Time to make my getaway


I have a plan, a good plan, for today. I’m escaping to my lab for a good chunk of the day to do mindless, mundane stuff. It’ll be fun.

Let’s see…first on my list is to make more flies. Then I’m going to scrub out a backlog of fly bottles and get them into the autoclave. Then I have to start rotating spider cages — I have to wash a half dozen cages and do some repair of frames, move a half dozen spiders from old stinky poopy cages to the new shiny clean ones, so I can wash those cages tomorrow and shuffle around some more spiders. I’ll also do some general tidying up before feeding all the baby spiders and coming home.

So there you have it, the glamorous scientific life. At least it’s all stuff one can do during a pandemic.

Comments

  1. says

    My getaway is a simple lean-to I’m building with a friend. It takes some 30 minutes to walk, and since it’s more than 100meters from the trail nobody comes there.

  2. PaulBC says

    When mandatory WFH started, I briefly felt a little trapped. After a couple weeks, it hit me. Woohoo! I have a door I can shut behind me. That is a luxury I have been missing at the office since my grad school days, when I briefly held a much-coveted windowless mini-office inside an office, owing to my advisor’s seniority.
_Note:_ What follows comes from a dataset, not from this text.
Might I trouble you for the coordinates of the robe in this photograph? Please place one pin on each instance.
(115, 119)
    The open plan office has got to be the dumbest idea to come down the pike.

  3. robro says

    PaulBC @ #2 — Indeed. Most of my career (since 1984) I’ve been in “cubes”…semi-open office spaces. Lots of distractions. Today’s take on the open office…rows of 12 foot long tables with hundreds of people milling about…would drive me nuts. For several years I actually had an office with a door, which was very nice. Fortunately, I’ve been WFH since July 2019 which is my favorite.

  4. PaulBC says

    Erlend Meyer@5 I used to feel that way, and I have been able to WFH optionally at least one day a week most places I’ve worked in years. I took advantage of that when I had a long commute, but I didn’t like it.

    In fact, I would still prefer having a place to go that wasn’t home if that place had a door I could shut behind me or even the privacy of a traditional cubicle with high walls. I work with people who know of nothing but open plan offices and it’s funny to watch them move to public spaces like the cafeteria area just to get some privacy. I don’t know if the intent of open plan is to save money or give employees the sense that everyone can what they’re doing all the time, probably a little of both. In some forms of collaboration, it might work, but I don’t see what’s wrong with cubes honestly. Even something along the lines of library carrells would be preferable so you are not facing other people.

  5. says

    @PaulBC#6:
    I think the primary reason is reduced office space, but increased peer pressure might also factor in. My experience is limited to some very gossip-prone environments, but that could be coincidental. All in all I don’t think the model stands up to scrutiny. At least not without a large number of exceptions.